Death Is a Lonely Business
- First edition cover
- Author: Ray Bradbury
- Cover artist: Fred Marcellino
- Language: English
- Genre: Mystery
- Publisher: Alfred A. Knopf
- Publication date: October 1985
- Publication place: United States
- Media type: Print (Hardback & Paperback)
- Pages: 278pp
- ISBN: 0-394-54702-0 (first edition, hardback)
- OCLC: 12189137
- Dewey Decimal: 813/.54 19
- LC Class: PS3503.R167 D3 1985
- Preceded by: The Halloween Tree
- Followed by: A Graveyard for Lunatics

= Death Is a Lonely Business =

1985 novel by Ray Bradbury

Death Is a Lonely Business is a mystery novel by American writer Ray Bradbury, published in 1985.
The story, set in 1949, is about a series of murders that happen in Venice, California, then a declining seaside community in Los Angeles where Bradbury lived from 1942 to 1950. The main character and narrator (who never mentions his name) is a sensitive, modest writer, with a girlfriend studying in Mexico City. In the course of the story he meets Elmo Crumley, a detective who helps him solve the mystery behind all the semi-murders occurring among a series of eccentric characters in the forgotten town.

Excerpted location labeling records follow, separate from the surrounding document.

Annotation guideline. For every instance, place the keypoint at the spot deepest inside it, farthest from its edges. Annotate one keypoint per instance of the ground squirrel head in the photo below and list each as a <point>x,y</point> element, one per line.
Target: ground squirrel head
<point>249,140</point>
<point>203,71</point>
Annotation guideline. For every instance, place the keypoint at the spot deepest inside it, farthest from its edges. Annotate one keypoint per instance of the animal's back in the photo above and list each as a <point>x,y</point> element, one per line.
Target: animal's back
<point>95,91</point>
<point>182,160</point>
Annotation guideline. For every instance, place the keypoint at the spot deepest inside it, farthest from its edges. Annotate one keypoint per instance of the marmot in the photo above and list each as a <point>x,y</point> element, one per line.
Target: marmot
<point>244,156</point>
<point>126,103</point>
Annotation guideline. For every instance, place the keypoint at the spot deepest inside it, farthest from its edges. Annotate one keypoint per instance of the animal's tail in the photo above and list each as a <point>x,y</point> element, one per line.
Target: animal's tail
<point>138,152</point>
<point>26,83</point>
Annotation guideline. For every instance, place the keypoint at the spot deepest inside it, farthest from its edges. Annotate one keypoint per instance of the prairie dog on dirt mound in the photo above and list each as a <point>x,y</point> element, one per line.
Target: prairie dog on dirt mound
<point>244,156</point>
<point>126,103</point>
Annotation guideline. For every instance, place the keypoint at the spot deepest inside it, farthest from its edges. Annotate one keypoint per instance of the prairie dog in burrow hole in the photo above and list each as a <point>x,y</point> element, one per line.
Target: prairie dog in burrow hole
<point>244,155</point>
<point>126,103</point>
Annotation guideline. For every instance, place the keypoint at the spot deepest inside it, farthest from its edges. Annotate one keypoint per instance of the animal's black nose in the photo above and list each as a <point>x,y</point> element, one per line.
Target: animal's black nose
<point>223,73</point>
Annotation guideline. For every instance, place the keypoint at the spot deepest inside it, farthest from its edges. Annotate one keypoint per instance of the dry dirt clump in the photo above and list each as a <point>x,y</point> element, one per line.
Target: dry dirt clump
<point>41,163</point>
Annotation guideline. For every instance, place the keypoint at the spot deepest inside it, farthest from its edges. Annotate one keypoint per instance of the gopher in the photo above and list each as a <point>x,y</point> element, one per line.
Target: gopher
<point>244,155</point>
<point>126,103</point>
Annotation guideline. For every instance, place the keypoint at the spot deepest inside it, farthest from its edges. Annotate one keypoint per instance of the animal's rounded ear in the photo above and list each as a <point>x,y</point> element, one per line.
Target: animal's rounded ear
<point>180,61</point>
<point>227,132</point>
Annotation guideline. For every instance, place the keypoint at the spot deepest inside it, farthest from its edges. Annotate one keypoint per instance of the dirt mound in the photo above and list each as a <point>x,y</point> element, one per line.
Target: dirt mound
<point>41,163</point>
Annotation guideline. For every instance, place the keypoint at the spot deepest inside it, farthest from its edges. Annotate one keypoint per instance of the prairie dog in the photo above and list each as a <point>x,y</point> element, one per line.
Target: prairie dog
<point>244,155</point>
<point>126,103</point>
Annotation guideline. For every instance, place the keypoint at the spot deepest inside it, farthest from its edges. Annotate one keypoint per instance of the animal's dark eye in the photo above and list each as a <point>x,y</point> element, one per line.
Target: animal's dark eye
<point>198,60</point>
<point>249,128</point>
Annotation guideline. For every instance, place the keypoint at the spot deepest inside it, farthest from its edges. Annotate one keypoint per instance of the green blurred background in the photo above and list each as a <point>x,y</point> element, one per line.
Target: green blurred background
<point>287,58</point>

The book evokes both the milieu and style of other mystery writers Raymond Chandler, Dashiell Hammett, James M. Cain, and Ross Macdonald, all of whom Bradbury names in the book's dedication, and James Crumley, after whom Bradbury named his detective. The main character is based on Bradbury himself from a period of his life just before his marriage and his success with The Martian Chronicles.

Two sequels followed: A Graveyard for Lunatics (1990), and Let's All Kill Constance (2003), advancing the writer's career to 1954 and 1960, respectively.